The election of Donald J. Trump came as a surprise to the world. But it shouldn’t have, writes Martin Mycielski.
Martin Mycielski is a political commentator and Brussels correspondent for Poland’s leading daily newspaper Gazeta Wyborcza.
In many ways, Donald Trump is the apogee of the right-wing populist wave sweeping through Europe, beginning with the collapse of liberal democracy in Hungary and followed by Poland. This nationalistic surge became the EU’s most tragic failure to date, with America seemingly heading down the same, illiberal drain.
Just as with his European counterparts, Trump’s campaign was based on fear and distorting the truth. Combining that with populist promises for the frustrated masses, he had more than enough to achieve victory. Having this ‘mandate from the people’ he started his march towards authoritarianism and – let’s call it by name – fascism.
Following the same authoritarian playbook as his Eastern European predecessors, Trump divided and ruled. Opponents became traitors, unfavourable media fake, facts were replaced with post-truth and lies. The military was prioritised Women and immigrants became enemies of the state. In the meantime, behind the scenes, the regime consolidates power, subdues the judiciary, and with the inert support of the legislature slowly cripples and dismantles democracy.
Eastern Europeans know this scenario far too well, but their warnings fell on deaf ears. Just as our compatriots ignored the warnings of their grandfathers, who went down the same path not even a century ago. But we are by no means condemned to suffer in this vicious circle. We can still make our grandfathers proud. The moment is now, and the final key to our salvation is no one else but President Donald J. Trump himself.
But first, let’s look at Europe. We cannot ignore the fundamental change in circumstances that our continent went through since the early 20th century. We can argue on the development of human mentality, or lack thereof, but we cannot deny that with signing the Paris and Rome Treaties we embarked on the greatest peace project the world has ever seen. And this is where we are now, still living in peace over 65 years later. That fact should always serve as the basis for our hope, a canvas to build on. But Schuman’s painting is undoubtedly starting to show its cracks. What we need now is a brush to fix it.
The idea of common European interests and goals is now more fiction than fact. Likewise, for our most basic needs, like security, the Eastern EU’s citizenry look not to their troubled Western partners, but to their new, “patriotic” leaders. And who do those leaders point to guarantee their security? You guessed it – to the almighty US of A. But then comes along Donald J. Trump, and he puts ‘America first’…
For Europeans, Trump ought to be a bucket of cold water. Until now, Eastern Europeans could build a wall shielding themselves from the EU – both figuratively and literally. But if the worst came to the worst and Putin came knocking, they could always count on NATO’s Black Hawks descending from the sky and saving the day under their star-spangled banner. Not anymore. Trump’s election finally cut Europe’s umbilical cord.
For Europe, Trump’s role is not dissimilar to that of Brexit. They both gave us a brush with which we can paint the EU anew. The question now is how its Brussels leaders use it. If they continue mumbling about a need for integration, while shifting the blame for Europe’s crisis on to member states, the canvas will stay bleak. If the institutions leave the national governments to resuscitate the European project, with some already preferring to let the patient die a slow death, then we might just as well turn off the lights.

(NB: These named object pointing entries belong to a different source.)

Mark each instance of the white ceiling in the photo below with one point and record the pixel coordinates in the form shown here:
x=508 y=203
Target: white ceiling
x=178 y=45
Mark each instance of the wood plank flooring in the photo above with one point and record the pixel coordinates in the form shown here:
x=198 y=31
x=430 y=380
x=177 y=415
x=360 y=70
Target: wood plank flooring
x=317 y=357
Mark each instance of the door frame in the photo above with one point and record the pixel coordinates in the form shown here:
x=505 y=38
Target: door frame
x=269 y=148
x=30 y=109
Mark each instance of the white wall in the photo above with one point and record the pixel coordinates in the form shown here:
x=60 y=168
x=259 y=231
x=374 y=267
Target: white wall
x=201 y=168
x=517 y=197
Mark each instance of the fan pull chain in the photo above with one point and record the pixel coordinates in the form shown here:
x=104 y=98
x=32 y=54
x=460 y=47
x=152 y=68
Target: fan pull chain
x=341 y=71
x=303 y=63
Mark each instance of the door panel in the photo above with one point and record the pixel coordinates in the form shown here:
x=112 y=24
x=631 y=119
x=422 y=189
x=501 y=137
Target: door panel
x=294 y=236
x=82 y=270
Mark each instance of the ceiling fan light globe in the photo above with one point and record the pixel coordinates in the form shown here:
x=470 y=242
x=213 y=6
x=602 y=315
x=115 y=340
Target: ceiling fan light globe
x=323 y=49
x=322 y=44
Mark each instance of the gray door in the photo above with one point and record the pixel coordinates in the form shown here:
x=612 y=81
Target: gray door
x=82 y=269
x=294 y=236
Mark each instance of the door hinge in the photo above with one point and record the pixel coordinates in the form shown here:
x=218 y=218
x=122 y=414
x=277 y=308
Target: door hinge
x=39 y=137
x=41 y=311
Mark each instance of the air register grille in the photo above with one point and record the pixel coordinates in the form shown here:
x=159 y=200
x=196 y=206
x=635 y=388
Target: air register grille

But the first signs of this post-populist awakening, the ‘European Spring’ if you will, are already here. Seeing their allies crumbling in isolation having given nationalist populism a chance, Dutch voters hampered their far-right’s march to power. The French have followed suit with even more resolve, categorically rejecting Marine Le Pen’s divisive, Eurosceptic rhetoric. EU Council President Donald Tusk is clearly aware of this ‘cold water bucket’ phenomenon, describing Brexit as a paradoxically positive influence, uniting the other 27 EU members more than any event that came before. There is no reason why Trump couldn’t serve the same purpose.
We’re standing at a defining moment for the Union. Let’s face it – we are alone. Surrounded by wolves, with no big brother to protect us. We need to stand up and fight, together, as one. Just as Trump triggered masses to flood the streets, defending the American dream with one voice, he can prompt us to unite and defend the dream of a strong, united Europe that our forefathers had painted for us. And let’s not stop there – with America liberating the spot, it’s time for the ‘old continent’ to reclaim its rightful place as the leader of the free world!